Hi all, just took the promotion for Finale users, after 20+ years I think it was time to try out something different.
I’m in the early stages, watching tutorials, reading online help and exploring the menus and options.
I must thank Dorico for the excellent translation into Spanish, never seen before in a musical scoring software. There are some places where English terms are still in use (should one report those instances?)
Quick questions:
Can ledger lines thickness be modified?
Can ledger lines, ties and slur tips be rounded, like other objets such as articulations? (sure, this is noticeable only at high magnification)
I’ve tried several setting for beaming, saving them as defaults, but I still encounter many cases in which a manual tweaking is necessary. ¿Have the developers thought of implementing some kind of learning curve for items the user manually changes more often? I always dreamt of such a feature in Finale, mostly for beams and slurs…
Looking forward great scoring!
Felipe Copaja
Dorico 3.5.10
Macbook Pro Retina (2012)
Valdivia - Chile
This is one example that can’t really be done in Dorico. Dorico either has default gap between beams or the widened gap where all 3 beams follow the exact same sit/straddle/hang settings:
Ideally I’d like to see a semi-widened gap so the outer beams aren’t using the same sit/straddle/hang rules, and the middle beam has a 1/4 sit or 1/4 hang setting. Something like this, which avoids all wedges:
It’s very easy to change the beam angle in Dorico, but impossible to customize the gap between beams, other than the settings in Engraving Options.
Allowing you to change the thickness of the beam lines and the gap on a per-beam basis is something we plan to allow in a future version of the software.

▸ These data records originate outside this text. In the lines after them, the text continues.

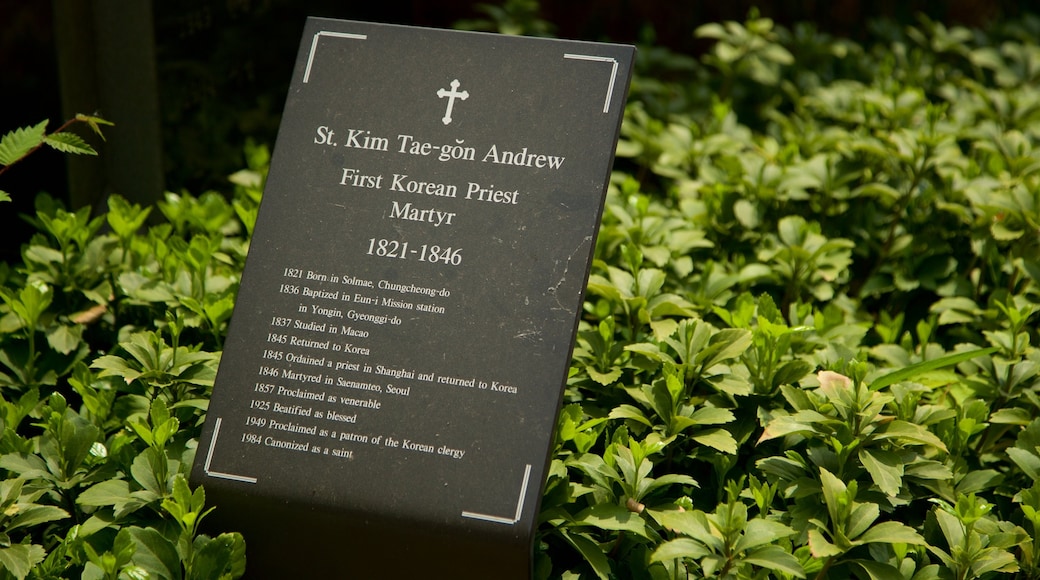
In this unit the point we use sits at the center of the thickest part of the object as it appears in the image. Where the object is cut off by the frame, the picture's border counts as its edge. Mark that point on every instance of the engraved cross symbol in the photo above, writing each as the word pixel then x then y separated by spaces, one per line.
pixel 451 95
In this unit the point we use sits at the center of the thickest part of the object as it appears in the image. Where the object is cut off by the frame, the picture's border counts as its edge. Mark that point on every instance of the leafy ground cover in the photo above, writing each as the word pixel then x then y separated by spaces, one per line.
pixel 808 347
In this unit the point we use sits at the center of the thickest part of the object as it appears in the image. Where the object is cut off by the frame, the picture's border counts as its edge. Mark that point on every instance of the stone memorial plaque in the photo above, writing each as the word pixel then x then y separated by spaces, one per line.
pixel 390 384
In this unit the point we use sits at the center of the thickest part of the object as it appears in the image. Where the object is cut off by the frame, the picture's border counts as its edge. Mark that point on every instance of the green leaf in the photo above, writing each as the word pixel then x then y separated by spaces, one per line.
pixel 821 548
pixel 878 571
pixel 776 558
pixel 20 558
pixel 760 531
pixel 604 378
pixel 19 142
pixel 155 553
pixel 591 552
pixel 111 492
pixel 885 468
pixel 34 515
pixel 717 439
pixel 891 532
pixel 678 549
pixel 906 373
pixel 217 556
pixel 910 432
pixel 69 142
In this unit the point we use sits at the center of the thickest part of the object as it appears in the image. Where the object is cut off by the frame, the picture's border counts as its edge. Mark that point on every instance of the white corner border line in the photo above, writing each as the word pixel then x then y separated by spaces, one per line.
pixel 209 458
pixel 314 46
pixel 614 73
pixel 516 517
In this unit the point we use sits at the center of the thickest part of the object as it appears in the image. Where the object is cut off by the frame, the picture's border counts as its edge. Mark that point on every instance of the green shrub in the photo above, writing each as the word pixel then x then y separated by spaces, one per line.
pixel 808 346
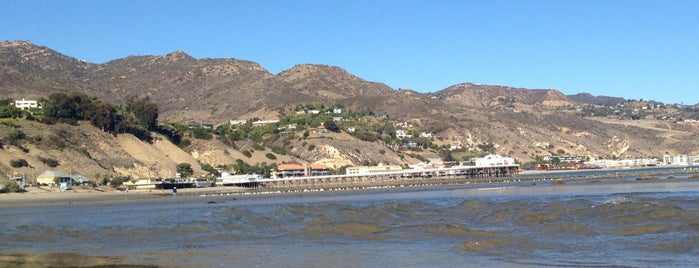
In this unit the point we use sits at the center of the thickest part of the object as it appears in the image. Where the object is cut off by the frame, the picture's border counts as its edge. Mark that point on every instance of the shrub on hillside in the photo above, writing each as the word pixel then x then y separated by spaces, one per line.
pixel 49 161
pixel 19 163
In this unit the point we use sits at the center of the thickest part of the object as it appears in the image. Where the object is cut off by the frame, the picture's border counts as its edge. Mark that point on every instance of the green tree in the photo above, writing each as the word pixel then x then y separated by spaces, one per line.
pixel 14 136
pixel 8 110
pixel 19 163
pixel 104 116
pixel 144 111
pixel 331 126
pixel 185 170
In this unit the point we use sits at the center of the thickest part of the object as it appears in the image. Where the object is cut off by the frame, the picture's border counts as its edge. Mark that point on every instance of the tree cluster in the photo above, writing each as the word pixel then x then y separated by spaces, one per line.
pixel 138 116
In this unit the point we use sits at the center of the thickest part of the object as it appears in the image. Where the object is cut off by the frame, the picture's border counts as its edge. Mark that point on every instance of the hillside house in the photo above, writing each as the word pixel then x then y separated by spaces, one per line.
pixel 402 134
pixel 364 170
pixel 237 122
pixel 494 160
pixel 264 122
pixel 297 170
pixel 26 104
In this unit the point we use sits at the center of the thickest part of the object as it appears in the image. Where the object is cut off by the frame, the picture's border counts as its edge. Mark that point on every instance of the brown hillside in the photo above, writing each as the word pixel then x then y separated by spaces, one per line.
pixel 522 123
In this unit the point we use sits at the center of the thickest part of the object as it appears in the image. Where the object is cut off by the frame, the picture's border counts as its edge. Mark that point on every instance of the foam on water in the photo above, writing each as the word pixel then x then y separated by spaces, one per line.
pixel 438 227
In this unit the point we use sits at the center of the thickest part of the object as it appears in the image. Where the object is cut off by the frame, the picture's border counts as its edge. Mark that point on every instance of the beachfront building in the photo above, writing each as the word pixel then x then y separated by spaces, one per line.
pixel 297 170
pixel 612 163
pixel 26 104
pixel 494 160
pixel 680 160
pixel 366 170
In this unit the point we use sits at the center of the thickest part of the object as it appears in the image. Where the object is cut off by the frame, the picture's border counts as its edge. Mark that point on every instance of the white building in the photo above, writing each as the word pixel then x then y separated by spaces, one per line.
pixel 26 104
pixel 236 122
pixel 494 160
pixel 401 134
pixel 364 170
pixel 680 160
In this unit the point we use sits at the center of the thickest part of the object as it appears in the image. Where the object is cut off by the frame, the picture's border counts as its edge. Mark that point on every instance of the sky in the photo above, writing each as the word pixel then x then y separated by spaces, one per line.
pixel 633 49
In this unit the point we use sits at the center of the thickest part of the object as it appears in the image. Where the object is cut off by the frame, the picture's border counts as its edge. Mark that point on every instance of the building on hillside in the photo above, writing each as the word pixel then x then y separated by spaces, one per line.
pixel 264 122
pixel 680 160
pixel 402 134
pixel 51 177
pixel 365 170
pixel 26 104
pixel 296 170
pixel 494 160
pixel 237 122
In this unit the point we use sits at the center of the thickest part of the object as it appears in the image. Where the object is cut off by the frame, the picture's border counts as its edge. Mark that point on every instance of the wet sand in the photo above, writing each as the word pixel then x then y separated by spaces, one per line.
pixel 39 197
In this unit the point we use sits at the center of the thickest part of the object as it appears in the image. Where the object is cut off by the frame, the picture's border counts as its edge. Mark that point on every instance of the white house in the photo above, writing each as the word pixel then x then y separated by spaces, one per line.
pixel 401 134
pixel 493 160
pixel 236 122
pixel 364 170
pixel 26 104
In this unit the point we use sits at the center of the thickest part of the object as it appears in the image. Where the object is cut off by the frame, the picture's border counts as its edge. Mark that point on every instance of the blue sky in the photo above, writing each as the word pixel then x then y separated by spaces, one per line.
pixel 632 49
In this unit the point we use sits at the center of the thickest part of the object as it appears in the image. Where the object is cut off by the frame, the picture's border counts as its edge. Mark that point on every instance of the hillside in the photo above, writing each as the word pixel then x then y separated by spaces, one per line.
pixel 522 123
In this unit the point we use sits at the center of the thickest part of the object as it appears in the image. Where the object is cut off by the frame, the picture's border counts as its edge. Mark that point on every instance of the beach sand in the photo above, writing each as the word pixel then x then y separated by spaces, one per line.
pixel 41 197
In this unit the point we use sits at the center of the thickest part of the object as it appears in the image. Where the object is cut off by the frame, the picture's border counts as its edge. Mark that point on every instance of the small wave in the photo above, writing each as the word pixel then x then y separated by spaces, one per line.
pixel 686 245
pixel 349 229
pixel 442 230
pixel 642 229
pixel 618 200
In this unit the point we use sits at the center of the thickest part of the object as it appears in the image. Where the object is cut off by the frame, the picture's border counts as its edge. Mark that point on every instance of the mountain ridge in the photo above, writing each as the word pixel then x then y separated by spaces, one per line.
pixel 523 123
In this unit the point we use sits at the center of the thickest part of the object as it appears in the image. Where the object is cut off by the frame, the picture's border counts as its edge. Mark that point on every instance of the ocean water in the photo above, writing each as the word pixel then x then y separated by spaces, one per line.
pixel 581 224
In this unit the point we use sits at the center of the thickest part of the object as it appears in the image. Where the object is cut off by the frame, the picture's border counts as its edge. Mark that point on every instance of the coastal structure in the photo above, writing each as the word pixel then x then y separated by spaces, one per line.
pixel 680 160
pixel 26 104
pixel 611 163
pixel 297 170
pixel 52 177
pixel 494 160
pixel 363 170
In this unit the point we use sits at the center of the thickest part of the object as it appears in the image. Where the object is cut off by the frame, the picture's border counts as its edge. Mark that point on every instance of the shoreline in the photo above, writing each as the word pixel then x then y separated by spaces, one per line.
pixel 38 197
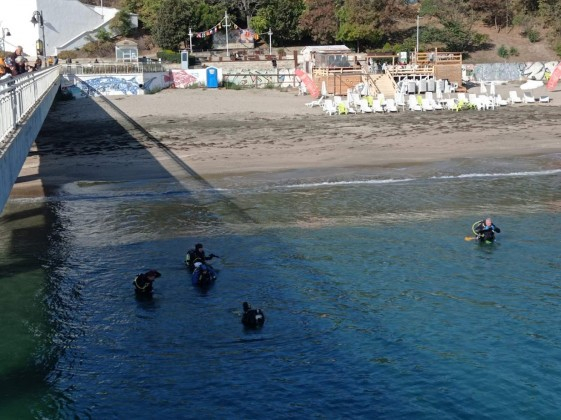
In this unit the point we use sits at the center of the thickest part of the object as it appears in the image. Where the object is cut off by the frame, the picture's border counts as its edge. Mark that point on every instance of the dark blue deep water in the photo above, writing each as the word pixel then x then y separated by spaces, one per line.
pixel 376 306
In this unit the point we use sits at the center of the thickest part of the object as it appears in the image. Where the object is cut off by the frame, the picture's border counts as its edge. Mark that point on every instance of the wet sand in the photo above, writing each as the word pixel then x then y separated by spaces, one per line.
pixel 213 133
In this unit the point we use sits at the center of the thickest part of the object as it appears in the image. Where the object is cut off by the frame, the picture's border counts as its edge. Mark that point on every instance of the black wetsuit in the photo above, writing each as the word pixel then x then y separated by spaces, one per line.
pixel 142 284
pixel 198 256
pixel 252 318
pixel 486 233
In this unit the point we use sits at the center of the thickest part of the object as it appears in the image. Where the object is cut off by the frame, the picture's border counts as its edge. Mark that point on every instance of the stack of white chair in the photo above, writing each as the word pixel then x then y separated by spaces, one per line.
pixel 514 98
pixel 377 105
pixel 528 98
pixel 434 104
pixel 391 105
pixel 329 107
pixel 413 104
pixel 500 101
pixel 363 106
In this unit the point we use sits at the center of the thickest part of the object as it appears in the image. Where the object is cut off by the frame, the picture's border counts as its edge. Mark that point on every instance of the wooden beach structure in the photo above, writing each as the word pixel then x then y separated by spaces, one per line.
pixel 340 69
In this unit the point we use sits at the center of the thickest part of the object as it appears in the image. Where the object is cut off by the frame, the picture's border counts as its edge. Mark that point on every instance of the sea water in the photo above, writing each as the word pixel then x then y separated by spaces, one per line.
pixel 376 306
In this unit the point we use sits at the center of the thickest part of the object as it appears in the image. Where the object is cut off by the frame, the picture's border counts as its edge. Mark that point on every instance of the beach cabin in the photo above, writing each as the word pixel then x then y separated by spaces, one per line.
pixel 126 51
pixel 336 65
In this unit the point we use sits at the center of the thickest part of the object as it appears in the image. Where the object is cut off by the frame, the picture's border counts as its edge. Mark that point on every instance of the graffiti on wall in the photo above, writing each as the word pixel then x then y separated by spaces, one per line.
pixel 112 85
pixel 536 70
pixel 184 78
pixel 83 87
pixel 260 78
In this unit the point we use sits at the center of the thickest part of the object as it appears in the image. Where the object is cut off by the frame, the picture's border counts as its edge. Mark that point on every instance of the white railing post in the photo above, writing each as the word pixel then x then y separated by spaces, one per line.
pixel 19 95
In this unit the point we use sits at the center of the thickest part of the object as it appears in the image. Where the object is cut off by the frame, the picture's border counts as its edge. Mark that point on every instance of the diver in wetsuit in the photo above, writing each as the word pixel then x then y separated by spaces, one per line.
pixel 485 230
pixel 252 318
pixel 143 282
pixel 203 276
pixel 197 255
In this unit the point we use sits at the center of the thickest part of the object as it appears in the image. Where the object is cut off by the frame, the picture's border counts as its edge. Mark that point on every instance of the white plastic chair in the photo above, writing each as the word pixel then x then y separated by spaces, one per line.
pixel 528 98
pixel 391 105
pixel 426 105
pixel 500 101
pixel 413 104
pixel 317 102
pixel 329 107
pixel 514 98
pixel 363 106
pixel 377 106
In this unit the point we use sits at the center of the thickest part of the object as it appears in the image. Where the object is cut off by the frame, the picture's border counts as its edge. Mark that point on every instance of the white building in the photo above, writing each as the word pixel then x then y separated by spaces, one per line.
pixel 67 24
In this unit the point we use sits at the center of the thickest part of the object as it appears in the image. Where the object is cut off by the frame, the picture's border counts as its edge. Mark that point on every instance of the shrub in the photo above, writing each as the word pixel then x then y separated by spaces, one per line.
pixel 533 35
pixel 503 52
pixel 170 56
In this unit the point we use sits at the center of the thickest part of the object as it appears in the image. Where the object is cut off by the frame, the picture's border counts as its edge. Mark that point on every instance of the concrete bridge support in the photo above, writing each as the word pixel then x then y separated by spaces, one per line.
pixel 14 148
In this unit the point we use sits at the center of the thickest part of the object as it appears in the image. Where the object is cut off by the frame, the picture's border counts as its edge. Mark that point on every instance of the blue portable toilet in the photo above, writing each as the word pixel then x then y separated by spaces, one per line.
pixel 185 59
pixel 211 77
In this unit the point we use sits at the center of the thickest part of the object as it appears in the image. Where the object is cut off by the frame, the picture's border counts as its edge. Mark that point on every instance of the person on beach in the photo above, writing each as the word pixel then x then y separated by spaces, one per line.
pixel 143 282
pixel 197 255
pixel 485 230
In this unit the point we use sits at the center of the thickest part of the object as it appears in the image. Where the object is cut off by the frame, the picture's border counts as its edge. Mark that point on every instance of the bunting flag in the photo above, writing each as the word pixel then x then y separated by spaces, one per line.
pixel 218 26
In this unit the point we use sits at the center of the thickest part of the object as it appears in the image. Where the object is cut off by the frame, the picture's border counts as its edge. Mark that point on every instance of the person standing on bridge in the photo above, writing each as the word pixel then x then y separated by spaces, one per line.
pixel 17 61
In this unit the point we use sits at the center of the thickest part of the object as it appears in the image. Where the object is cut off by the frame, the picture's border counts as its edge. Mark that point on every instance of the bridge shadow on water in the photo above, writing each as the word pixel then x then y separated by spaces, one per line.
pixel 81 140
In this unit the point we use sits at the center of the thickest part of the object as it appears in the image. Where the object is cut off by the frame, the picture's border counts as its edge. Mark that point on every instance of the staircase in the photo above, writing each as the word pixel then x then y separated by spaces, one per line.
pixel 381 83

I second your second question, Felipe – might I suggest to the team that it in my opinion it would be really beautiful to have ever so slightly rounded ledger lines, beams, stem ends, etc. I absolutely love the inky rounded warm aesthetic you achieved with the Bravura font, and I find the computery right angles in other visual elements to clash with them. I know it’s subtle, but I think it would create a really nice look.